By calculating that where a tenant spends 50% or less of their earnings on rent as affordable, much of the rental market across England could be classed as such. However, the research bases its average earnings on the 22-29-year-old bracket and doesn’t include older tenants or benefit claimants.
Although the research may not be quite as in-depth or comprehensive as it could be, the idea of 50% of earnings spent on rent as being affordable actually compares well with a number of European cities. The average rent in some cities has been calculated as closer to 75% of average earnings for the area – that’s certainly not a figure that could be considered as affordable!
Most affordable regions to rent in the UK
Based on the 50% threshold, some 61% of the UK is currently home to rental levels that are ‘affordable’. The most inexpensive places to rent are in Wales. At just 28% of the average income, Rhondda Cynon Taf and Blaenau Gwent are the most affordable areas to rent across the UK.
Looking to England, Burnley is the most affordable town there, with an average monthly rent at 30% of earnings. Meanwhile in Scotland, renting a home in Dumfries and Galloway will cost 31% of your earnings.
Moving to the north east of England, south Tyneside is the most affordable place to rent where it will cost 33% of average earnings, while Waveney in the east of England is the most affordable in that region, at 34%.
Moving south, the most affordable rent is 40% of earnings and can be found in Folkstone and Hythe. Meanwhile, in the south west 40% is also the most affordable level of rent, found in Torridge. For London, however, the area where rent is the lowest proportion of earnings is in Bexley, but it is considered unaffordable as it sits at 52%.
While we’ve picked out the most affordable regions across the UK, there are a growing number of areas where renting is increasingly expensive. That’s a trend which will likely continue.
“A lack of wage growth to keep pace with the increasing cost of renting is resulting in more of the nation’s tenants paying above the 50% affordability threshold when it comes to the proportion of salary spent on rent,” said proptech firm Howsy’s founder and CEO, Calum Brannan.
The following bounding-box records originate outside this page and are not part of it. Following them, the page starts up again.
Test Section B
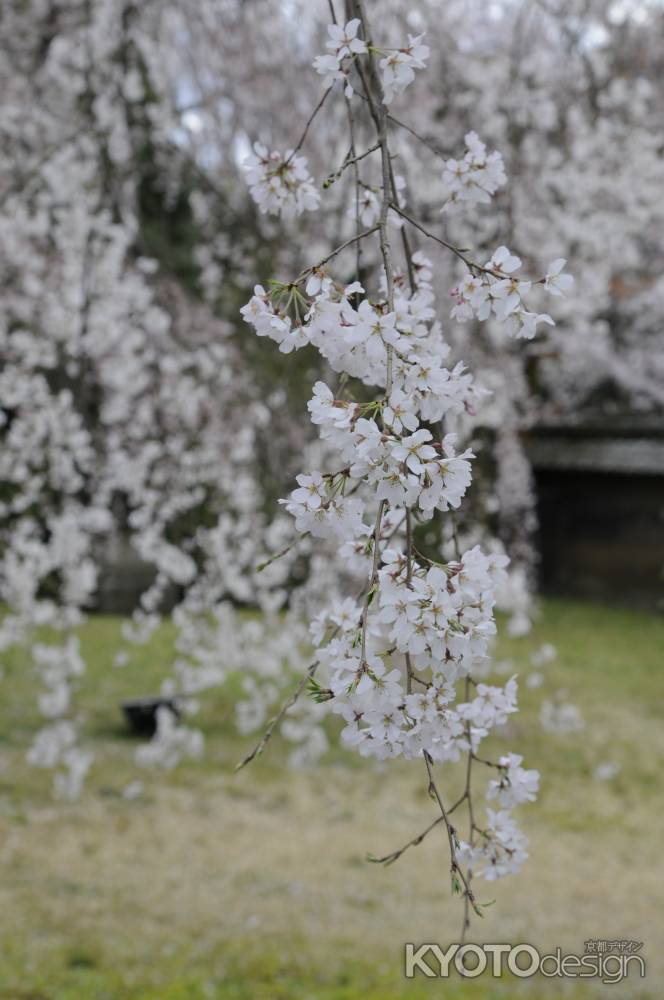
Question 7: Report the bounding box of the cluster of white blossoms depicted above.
[313,17,429,104]
[450,246,574,340]
[443,132,507,204]
[457,809,528,882]
[241,0,571,906]
[242,244,537,878]
[380,32,429,104]
[313,17,367,97]
[243,142,320,218]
“Of course, affordability is always going to be a problem in some areas, but a vast majority of areas in Britain still remain realistic as rental locations for the nation’s youngest tenants,” Brannan adds.
UK still affordable on a broader scale
Although 39% of UK regions could be considered as unaffordable to rent a home, much of the UK currently still compares pretty well with some other popular countries and cities.
Separate research from Spotahome shows that while its data shows the average London rent equates to around 68% of average earnings, that figure is much higher in some other cities:
- Lisbon average rents are 80.9% of income.
- Malta average rents are 75.9% of income.
- Dublin average rents are 65.9% of income.
Of course, London still remains expensive on both a national and international basis. However, it’s reassuring to see that it still isn’t the most expensive across Europe.